Acteurs : Sacha Guitry, Lana Marconi, Émile Drain, Henry Laverne, Maurice Teynac, Philippe Richard, Georges Spanelly, Renée Devillers…
Scénario : Sacha Guitry, d’après sa pièce
Photographie : Nikolai Toporkoff
Musique : Louis Beydts
Durée : 2h05
Année de sortie : 1948
LE FILM
De la fin du XVIIIè au début du XIXè, Talleyrand, homme d’État français et rusé diplomate sert six régimes successifs, parfois opposés… Avec brio, Sacha Guitry dresse le portrait de ce maître de la trahison et du changement d’allégeance, jusqu’à son triomphe final.
Avec Le Diable boiteux (« un film conçu, dialogué, réalisé et interprété par l’auteur »), biographie filmée du prince de Talleyrand, évêque d’Autun, qui servit la France de l’Ancien Régime jusqu’à la Monarchie de Juillet en passant par le Directoire, le Consulat, le Premier Empire et la Restauration (« Vive le roy ! », « Vive la République ! », « Vive l’Empereur ! », « Vive le roi ! » est-il écrit sur le même mur au fil du récit), Sacha Guitry signait son retour au cinéma. Si Le Comédien allait sortir en premier, Le Diable boiteux était initialement prévu avant celui-ci, mais le réalisateur, auteur et comédien allait rencontrer quelques soucis avec la censure. Avant que le tournage soit lancé, la pièce en trois actes et neuf tableaux Talleyrand ou le Diable boiteux attirait les foules au théâtre Édouard VII en 1948. Fasciné par le personnage historique, Sacha Guitry y voyait une opportunité pour faire un parallèle avec ce qu’il venait de vivre, ayant été arrêté puis incarcéré pour son comportement avec l’occupant allemand. Adulé et pourtant détesté par certains, mis au pilori et encensé, Sacha Guitry se met à nu dans la peau de Talleyrand (« le plus grand diplomate qui ait jamais existé […] qui ne s’est jamais soucié de l’opinion d’autrui ») et livre une sublime prestation, probablement l’une de ses meilleures.
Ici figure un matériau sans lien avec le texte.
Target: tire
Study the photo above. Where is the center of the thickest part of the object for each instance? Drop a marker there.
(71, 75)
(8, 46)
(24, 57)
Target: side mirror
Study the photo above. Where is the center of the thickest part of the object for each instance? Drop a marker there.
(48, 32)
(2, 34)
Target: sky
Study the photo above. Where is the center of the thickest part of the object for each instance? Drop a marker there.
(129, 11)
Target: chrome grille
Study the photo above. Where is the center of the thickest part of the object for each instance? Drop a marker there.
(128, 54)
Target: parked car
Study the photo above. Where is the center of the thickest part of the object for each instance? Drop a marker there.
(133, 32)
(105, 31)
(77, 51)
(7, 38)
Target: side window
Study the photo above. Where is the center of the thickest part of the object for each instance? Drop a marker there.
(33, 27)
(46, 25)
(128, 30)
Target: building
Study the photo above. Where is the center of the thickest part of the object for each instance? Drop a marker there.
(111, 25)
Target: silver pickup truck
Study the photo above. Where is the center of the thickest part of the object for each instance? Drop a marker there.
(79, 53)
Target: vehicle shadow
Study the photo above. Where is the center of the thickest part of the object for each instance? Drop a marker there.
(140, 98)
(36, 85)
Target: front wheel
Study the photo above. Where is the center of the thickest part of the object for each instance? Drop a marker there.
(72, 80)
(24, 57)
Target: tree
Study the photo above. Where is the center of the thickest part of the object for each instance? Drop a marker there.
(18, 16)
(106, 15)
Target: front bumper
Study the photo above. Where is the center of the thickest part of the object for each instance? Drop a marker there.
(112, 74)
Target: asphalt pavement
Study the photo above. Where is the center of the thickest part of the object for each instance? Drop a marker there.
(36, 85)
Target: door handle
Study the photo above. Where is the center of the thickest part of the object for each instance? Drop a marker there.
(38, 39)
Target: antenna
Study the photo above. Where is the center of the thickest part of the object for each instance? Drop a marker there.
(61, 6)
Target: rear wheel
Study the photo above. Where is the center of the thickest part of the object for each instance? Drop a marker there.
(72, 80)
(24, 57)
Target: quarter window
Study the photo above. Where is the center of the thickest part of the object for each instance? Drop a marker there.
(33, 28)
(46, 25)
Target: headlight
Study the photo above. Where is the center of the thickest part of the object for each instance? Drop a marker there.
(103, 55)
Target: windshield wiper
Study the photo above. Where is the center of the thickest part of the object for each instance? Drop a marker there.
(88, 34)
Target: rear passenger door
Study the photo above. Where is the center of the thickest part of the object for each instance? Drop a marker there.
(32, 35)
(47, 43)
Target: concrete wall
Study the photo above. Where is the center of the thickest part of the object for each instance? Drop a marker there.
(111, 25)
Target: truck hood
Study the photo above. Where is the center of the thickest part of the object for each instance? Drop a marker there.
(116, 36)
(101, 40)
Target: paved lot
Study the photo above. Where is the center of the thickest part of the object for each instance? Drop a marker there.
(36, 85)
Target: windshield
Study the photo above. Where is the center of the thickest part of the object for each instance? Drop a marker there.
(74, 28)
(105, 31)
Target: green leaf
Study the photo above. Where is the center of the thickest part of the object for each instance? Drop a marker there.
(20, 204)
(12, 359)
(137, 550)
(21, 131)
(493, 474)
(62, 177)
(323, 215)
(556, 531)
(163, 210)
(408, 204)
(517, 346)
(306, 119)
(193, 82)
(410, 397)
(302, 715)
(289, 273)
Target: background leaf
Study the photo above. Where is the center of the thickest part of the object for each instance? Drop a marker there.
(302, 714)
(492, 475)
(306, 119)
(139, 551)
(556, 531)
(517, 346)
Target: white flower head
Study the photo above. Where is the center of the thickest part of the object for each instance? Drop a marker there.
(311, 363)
Si quelques longueurs se font parfois ressentir (le film durant plus de deux heures), notamment lors de la fête organisée pour les infants d’Espagne à Valençay, Le Diable boiteux laisse pantois d’admiration par la beauté incommensurable de ses dialogues et la modernité de sa mise en scène.
Quelques épisodes de la vie du rusé diplomate français Talleyrand (1754-1838), qui servit sous six régimes, de Louis XV à Louis-Philippe : de son enfance marquée par un pied-bot depuis sa naissance, son accession à la prêtrise puis à la dignité épiscopale, son aisance à retourner son froc, ses succès auprès des jolies femmes, sa manie de la conspiration, ses trahisons dictées par le seul souci de servir la France, enfin son triomphe : l’alliance avec l’Angleterre, peu avant sa mort.
« Que devient Talleyrand? » « Il vieillit ! » « C’est de son âge ! ».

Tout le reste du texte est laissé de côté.